こんなことを書こうと思ったきっかけはつい先日のこと。米津玄師の「KICK BACK」のカバー曲を投稿した後、YouTubeの広告収益がひと月にして相当な額に達していた。それを見た瞬間、私はなんだか一気にすべてが馬鹿らしくなってしまった。「虚業」という二文字だけが頭にこだました。
よく「創作において成果と満足度は比例するのか」という議題が上がることがある。答えは人それぞれあろうが、私の場合ははっきりと言える。比例しない。まったくもって。
10年前と今、成果や知名度だけで言うなら間違いなく今の方が高いのだろうが、満足度が上がったかというとむしろ劇的に下がっている。下手くそな絵や、イタいSSや、耳障りな音楽を創っていた頃の方がはるかに楽しかった。これは別に「成果・名声・技術力と満足度は反比例する」と言いたいのではない。私が創作が楽しくなくなったのはおそらくもっと別の理由だろう。ただ、成果/名声/技術力といったものは満足度に「まったく(あるいはごく微小にしか)寄与しない」ということは云える。この数年で私は創作でそこそこ稼いだが、一銭も稼げてなかった・むしろ全く稼ごうとしなかった昔の方がずっと楽しかったし満足していたのは間違いない。
では、創作の満足度に寄与するファクターとはなんだろうか。私はそこに「内発的かつ根源的な創作欲求」があるかどうかだと思う。

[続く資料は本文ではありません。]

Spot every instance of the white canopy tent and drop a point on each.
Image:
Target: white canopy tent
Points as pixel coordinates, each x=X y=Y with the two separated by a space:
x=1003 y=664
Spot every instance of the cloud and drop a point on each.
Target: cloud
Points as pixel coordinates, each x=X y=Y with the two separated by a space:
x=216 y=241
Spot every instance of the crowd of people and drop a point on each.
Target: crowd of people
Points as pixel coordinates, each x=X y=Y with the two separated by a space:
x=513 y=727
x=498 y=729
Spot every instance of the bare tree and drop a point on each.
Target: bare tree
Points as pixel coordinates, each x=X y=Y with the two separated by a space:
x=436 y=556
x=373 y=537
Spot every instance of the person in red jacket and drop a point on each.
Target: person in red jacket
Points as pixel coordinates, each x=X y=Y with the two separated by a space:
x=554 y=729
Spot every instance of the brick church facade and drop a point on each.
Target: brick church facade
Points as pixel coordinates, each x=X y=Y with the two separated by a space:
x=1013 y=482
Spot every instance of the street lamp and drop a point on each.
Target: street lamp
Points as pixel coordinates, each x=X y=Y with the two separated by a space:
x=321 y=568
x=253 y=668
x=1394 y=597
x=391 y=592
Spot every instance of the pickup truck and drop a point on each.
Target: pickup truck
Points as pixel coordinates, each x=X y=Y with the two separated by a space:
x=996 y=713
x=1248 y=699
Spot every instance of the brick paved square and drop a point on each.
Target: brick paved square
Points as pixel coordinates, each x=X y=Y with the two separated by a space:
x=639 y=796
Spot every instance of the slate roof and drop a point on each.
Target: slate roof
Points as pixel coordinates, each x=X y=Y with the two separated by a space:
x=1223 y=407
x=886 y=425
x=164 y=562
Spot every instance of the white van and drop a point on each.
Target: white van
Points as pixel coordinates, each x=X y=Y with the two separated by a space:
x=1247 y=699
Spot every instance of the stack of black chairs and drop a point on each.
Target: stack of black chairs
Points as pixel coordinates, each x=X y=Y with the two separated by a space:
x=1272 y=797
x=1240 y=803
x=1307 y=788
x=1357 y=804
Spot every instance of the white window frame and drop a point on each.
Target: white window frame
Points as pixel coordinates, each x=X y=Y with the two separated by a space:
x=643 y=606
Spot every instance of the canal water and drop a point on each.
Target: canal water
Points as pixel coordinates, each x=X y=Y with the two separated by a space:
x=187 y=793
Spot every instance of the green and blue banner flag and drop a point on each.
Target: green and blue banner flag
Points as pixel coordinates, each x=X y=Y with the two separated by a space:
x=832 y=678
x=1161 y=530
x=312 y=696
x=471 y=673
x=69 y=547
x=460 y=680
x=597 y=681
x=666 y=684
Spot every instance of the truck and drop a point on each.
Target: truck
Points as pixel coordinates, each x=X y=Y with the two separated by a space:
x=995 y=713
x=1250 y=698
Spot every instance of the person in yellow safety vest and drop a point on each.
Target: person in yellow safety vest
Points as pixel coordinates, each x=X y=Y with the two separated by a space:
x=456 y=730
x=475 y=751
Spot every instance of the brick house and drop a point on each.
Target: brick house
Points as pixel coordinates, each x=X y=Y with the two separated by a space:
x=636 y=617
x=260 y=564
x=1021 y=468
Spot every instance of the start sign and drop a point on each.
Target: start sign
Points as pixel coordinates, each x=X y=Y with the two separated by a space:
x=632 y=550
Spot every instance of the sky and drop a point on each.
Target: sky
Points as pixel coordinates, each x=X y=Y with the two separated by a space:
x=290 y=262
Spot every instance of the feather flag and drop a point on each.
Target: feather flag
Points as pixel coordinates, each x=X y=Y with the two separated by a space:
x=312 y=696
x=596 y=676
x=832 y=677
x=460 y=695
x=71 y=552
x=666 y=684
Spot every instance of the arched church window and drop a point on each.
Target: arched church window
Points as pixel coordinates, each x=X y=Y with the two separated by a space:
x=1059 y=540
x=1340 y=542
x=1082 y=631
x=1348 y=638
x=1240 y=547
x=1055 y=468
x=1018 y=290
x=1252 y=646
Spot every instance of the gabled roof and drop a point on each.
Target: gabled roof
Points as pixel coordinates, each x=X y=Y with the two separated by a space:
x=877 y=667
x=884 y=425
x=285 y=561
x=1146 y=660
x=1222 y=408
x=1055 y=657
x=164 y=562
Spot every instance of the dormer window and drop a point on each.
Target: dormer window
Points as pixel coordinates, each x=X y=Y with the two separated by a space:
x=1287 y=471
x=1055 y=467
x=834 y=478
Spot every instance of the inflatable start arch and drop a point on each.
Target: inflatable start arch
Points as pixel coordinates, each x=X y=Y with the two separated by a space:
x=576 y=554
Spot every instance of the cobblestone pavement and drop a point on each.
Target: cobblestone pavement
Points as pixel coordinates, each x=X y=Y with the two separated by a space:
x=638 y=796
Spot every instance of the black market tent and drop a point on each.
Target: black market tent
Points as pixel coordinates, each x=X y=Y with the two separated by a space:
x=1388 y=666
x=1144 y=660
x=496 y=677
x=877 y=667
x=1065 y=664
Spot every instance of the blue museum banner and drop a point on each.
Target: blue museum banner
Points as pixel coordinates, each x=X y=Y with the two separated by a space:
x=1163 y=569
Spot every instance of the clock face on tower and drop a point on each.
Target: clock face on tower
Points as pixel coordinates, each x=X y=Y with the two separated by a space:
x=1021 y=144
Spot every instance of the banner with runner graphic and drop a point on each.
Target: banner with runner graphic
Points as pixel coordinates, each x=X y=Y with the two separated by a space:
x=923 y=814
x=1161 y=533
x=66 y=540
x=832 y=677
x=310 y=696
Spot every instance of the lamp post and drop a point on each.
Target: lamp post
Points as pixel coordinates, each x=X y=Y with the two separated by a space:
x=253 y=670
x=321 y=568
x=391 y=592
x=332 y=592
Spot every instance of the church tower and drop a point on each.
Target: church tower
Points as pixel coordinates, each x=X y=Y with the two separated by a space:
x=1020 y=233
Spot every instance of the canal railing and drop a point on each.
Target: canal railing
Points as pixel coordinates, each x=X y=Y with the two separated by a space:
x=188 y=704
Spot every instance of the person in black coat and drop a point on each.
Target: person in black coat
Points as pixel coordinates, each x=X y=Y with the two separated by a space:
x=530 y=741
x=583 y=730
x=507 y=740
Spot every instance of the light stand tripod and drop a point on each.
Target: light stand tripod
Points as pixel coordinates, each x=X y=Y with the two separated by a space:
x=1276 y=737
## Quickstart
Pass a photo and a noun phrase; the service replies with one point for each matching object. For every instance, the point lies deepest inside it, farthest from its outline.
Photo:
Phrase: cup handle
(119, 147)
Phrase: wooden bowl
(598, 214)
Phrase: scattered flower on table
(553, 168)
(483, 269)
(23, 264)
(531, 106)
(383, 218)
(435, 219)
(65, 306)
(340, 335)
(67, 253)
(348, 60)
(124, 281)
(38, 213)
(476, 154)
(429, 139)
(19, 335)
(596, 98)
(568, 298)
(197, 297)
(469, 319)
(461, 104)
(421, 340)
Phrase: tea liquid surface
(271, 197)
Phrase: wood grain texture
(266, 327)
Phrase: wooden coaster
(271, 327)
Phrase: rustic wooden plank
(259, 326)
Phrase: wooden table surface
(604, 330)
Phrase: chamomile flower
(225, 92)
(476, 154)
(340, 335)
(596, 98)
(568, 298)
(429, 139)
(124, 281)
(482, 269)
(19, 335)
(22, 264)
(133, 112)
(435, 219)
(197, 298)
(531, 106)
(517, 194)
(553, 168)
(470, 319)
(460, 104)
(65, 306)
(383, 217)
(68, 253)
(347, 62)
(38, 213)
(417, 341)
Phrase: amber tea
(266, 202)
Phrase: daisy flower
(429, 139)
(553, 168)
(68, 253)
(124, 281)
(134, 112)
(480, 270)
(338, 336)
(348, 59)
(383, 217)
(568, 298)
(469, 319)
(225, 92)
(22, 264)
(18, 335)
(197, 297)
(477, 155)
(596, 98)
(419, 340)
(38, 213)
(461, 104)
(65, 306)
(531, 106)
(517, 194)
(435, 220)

たとえば、日銭を稼ぐために創作をするのは内発的動機に即していない。「しなければならない」から創っているだけだ。たちが悪いことに、別段こうであっても作品のクオリティはあまり(もしくは全く)落ちない。寧ろコンスタントにものづくりができるぶん、上がっていくことも考えられる。つまり外部から見るぶんには全くもって結構なのだ。ただひとつ違うのは、作り手側に満足がないというだけのこと。
大人気漫画「SPY x FAMILY」の作者は、本来描きたいものは全く別のジャンルなのだけど、それを抑えて、好きでもない「売れる作品」を無理やり描いていると云う。それができることも一つの才能であることに違いはないが、やはりそこに満足はないのだろう。
「内発的かつ根源的な創作欲求」とは、外部の反応の影響を一切受けないところにある創作欲求だ。つまり、この世で自分以外誰一人見ていないとしてもまったく問題なく続けられる創作を指す。それは例えば子供の頃の自由帳の落書きであり、寝る前の妄想であり、インターネットを知らなかった頃のRPGツクール2000である。「自分による、自分のための創作」と言い換えてもよい。昔の私はこれを潤沢に持っていたが、今や枯渇寸前の状態にある。
この領域は、世界的にも年々縮小される傾向にある。今や何もかもを世界中に公開できる時代になった。また「創ったものは公開しなければ存在しないも同じ」という具合のイデオロギーも随分広がった。これらはすべて商業主義に即した考え方である。公益の損得勘定で考えれば、確かに外に出て来ないものは存在しないのと同義だ。
しかし、と私は時折思う。幼少期の落書きが、愚にもつかない冒険譚が、秩序もカタルシスもないようなドタバタ喜劇こそが、我々が筆をとるすべての始まりだったのではないのかと。
私が好きなパブロ・ピカソの言葉にこういうものがある。
子供は誰でも芸術家だ。 問題は、大人になっても芸術家でいられるかどうかだ。
子供がみな芸術家なのは、彼らがおしなべて「内発的かつ根源的な創作欲求」を持っているからだ。彼らははじめ、そう、少なくとも一番最初にクレヨンを掴むその瞬間は、ただ「描きたい」という気持ちのみで臨み、ただ「楽しい」という思いのみで続ける。そして、いずれアインシュタインが云うところの「偏見のコレクション」によってそれは摩滅されていき、最後にはほとんどの人の中から消えてなくなる。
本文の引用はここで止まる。